In [25]:
import numpy as np
import pandas as pd

from sklearn.ensemble import RandomForestRegressor
from sklearn.metrics import mean_squared_error

RANDOM_STATE = 0

## 1. Load data & basic setup

In [26]:
csv_path = "../data/airquality_clean.csv"

df = pd.read_csv(csv_path)

df["datetime"] = pd.to_datetime(df["datetime"])
df = df.set_index("datetime")

df = df.sort_index()

print("Data shape:", df.shape)
print("Time range:", df.index.min(), "->", df.index.max())

candidate_targets = ["C6H6(GT)", "CO(GT)", "NOx(GT)", "NO2(GT)"]

sensor_cols = ["PT08.S1(CO)", "PT08.S2(NMHC)", "PT08.S3(NOx)",
               "PT08.S4(NO2)", "PT08.S5(O3)"]

meteo_cols = ["T", "RH", "AH"]

calendar_cols = ["Hour", "Weekday", "Month"]

base_feature_cols = sensor_cols + meteo_cols + calendar_cols

print("Base feature columns:")
print(base_feature_cols)

Data shape: (9357, 16)
Time range: 2004-03-10 18:00:00 -> 2005-04-04 14:00:00
Base feature columns:
['PT08.S1(CO)', 'PT08.S2(NMHC)', 'PT08.S3(NOx)', 'PT08.S4(NO2)', 'PT08.S5(O3)', 'T', 'RH', 'AH', 'Hour', 'Weekday', 'Month']


# 2. Helper functions: lag and rolling features

In [27]:

def add_lag_features(data, cols, lags):
    for col in cols:
        if col not in data.columns:
            continue
        for lag in lags:
            new_name = f"{col}_lag{lag}"
            data[new_name] = data[col].shift(lag)
    return data


def add_rolling_features(data, cols, windows):
    for col in cols:
        if col not in data.columns:
            continue
        for win in windows:
            new_name = f"{col}_rollmean_{win}"
            data[new_name] = data[col].rolling(window=win, min_periods=1).mean()
    return data

# 3. Shared hourly temporal features for all targets

In [28]:
df_hourly_base = df.copy()

short_lags_h = [1, 3]       # short-term: 1h, 3h
long_lags_h  = [6, 24]      # long-term: 6h, 24h
all_lags_h   = short_lags_h + long_lags_h

df_hourly_base = add_lag_features(df_hourly_base, meteo_cols + sensor_cols, all_lags_h)

short_windows_h = [3]   # 3-hour moving average
long_windows_h  = [24]  # 24-hour moving average
all_windows_h   = short_windows_h + long_windows_h

df_hourly_base = add_rolling_features( df_hourly_base, meteo_cols + sensor_cols, all_windows_h)
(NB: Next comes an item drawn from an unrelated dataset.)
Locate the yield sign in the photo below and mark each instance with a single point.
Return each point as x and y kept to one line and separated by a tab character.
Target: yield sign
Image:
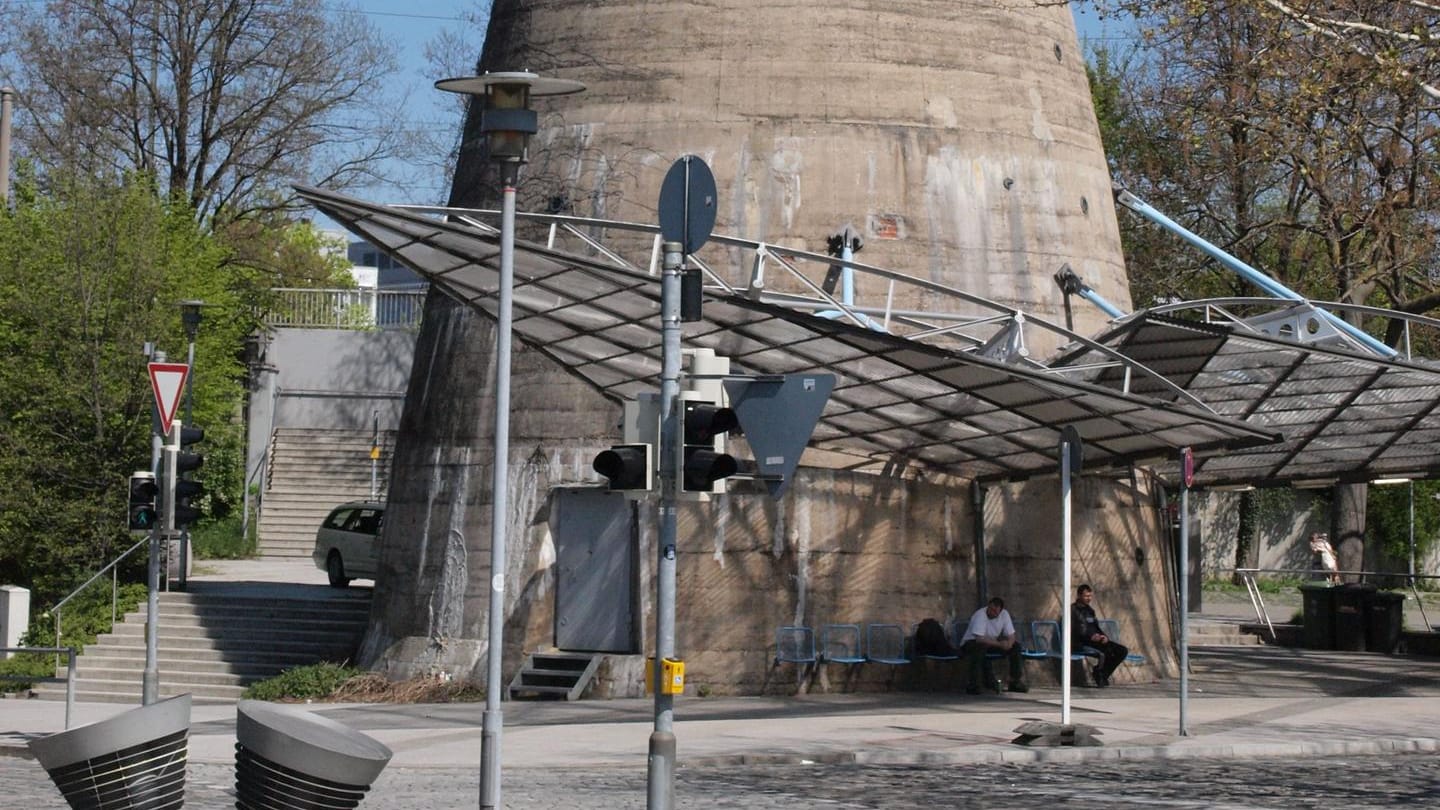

print("df_hourly_base shape (with shared meteo lags):", df_hourly_base.shape)

df_hourly_base shape (with shared meteo lags): (9357, 64)


# 4. Train Hourly Models per Target and Export Feature Sets

In [29]:
df_hourly_master = df_hourly_base.copy()
hourly_results = []

for target_col in candidate_targets:
    print("\n" + "=" * 70)
    print(f"[Hourly] Running model for target: {target_col}")
    print("=" * 70)

    meteo_lag_cols_h = [
        c for c in df_hourly_master.columns
        if any(c.startswith(m + "_lag") for m in meteo_cols)
    ]

    sensor_lag_cols_h = [
        c for c in df_hourly_master.columns
        if any(c.startswith(s + "_lag") for s in sensor_cols)
    ]

    meteo_roll_cols_h = [
        c for c in df_hourly_master.columns
        if any(c.startswith(m + "_rollmean_") for m in meteo_cols)
    ]

    sensor_roll_cols_h = [
        c for c in df_hourly_master.columns
        if any(c.startswith(s + "_rollmean_") for s in sensor_cols)
    ]

    feature_cols_hourly = (
        base_feature_cols
        + meteo_lag_cols_h
        + sensor_lag_cols_h
        + meteo_roll_cols_h
        + sensor_roll_cols_h
    )
    
    feature_cols_hourly = [c for c in feature_cols_hourly if c in df_hourly_master.columns]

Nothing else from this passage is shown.